Le gouvernement turc reproche à la Suisse d'avoir autorisé une manifestation "où des symboles du PKK (Parti des travailleurs du Kurdistan) étaient affichés".

KEYSTONE/PETER KLAUNZER

(sda-ats)

Le ministère public d'Istanbul a ouvert une procédure judiciaire pour une banderole controversée brandie lors d'une manifestation anti-Erdogan samedi à Berne. Cette affiche fait aussi l'objet d'une procédure pénale du Ministère public régional Berne-Mitteland.

La banderole controversée montrait le président turc Recep Tayyip Erdogan visé par un pistolet, avec le slogan "Kill Erdogan with his own weapons" (Tuez - ou tue - Erdogan avec ses propres armes). Elle avait été introduite dans la manifestation par un groupe d'autonomistes de gauche.

Le ministère public d'Istanbul enquêtera sur les délits d'"appartenance à une organisation terroriste", "offense au président" et "propagande pour une organisation terroriste", a précisé lundi l'agence officielle turque Anadolu.

Le gouvernement turc reproche à la Suisse d'avoir autorisé une manifestation "où des symboles du PKK (Parti des travailleurs du Kurdistan) étaient affichés". La Turquie, l'Union européenne et les Etats-Unis considèrent le PKK comme un mouvement terroriste, mais pas la Suisse.

Ambassadeur convoqué

Ankara a convoqué dimanche l'ambassadeur suisse Walter Haffner dans le cadre de l'affaire, exigeant que les responsables rendent des comptes. M. Haffner a indiqué que les autorités turques seraient informées du résultat de l'enquête en Suisse.

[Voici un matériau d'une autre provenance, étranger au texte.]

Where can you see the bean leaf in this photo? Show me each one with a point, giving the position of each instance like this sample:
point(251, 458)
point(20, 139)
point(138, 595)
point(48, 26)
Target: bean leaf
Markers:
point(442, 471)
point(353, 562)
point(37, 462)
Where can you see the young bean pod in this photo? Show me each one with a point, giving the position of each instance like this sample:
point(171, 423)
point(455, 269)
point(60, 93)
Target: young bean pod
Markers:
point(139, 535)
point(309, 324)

Le Ministère public régional bernois a ouvert une procédure pénale pour appel public au crime ou à la violence. La police avait remarqué la banderole lors de la manifestation et immédiatement ouvert une enquête.

Le directeur de la sécurité de la Ville de Berne, Reto Nause (PDC), a fait savoir dimanche à l'ats qu'une plainte serait déposée, car les conditions fixées dans l'autorisation de manifester n'ont pas été respectées.

Pour le respect de l'Etat de droit

Des associations kurdes, le PS et les Verts notamment, avaient appelé à la manifestation, qui s'est déroulée dans le calme. Ils étaient soutenus par une trentaine d'organisations dont l'Union syndicale suisse, Terre des Hommes Suisse ou le groupe pour une Suisse sans armée. Les manifestants demandaient la liberté, le respect de l'Etat de droit et plus de démocratie en Turquie.

Les organisateurs de ce rassemblement ont pris dimanche leurs distances par rapport à la banderole.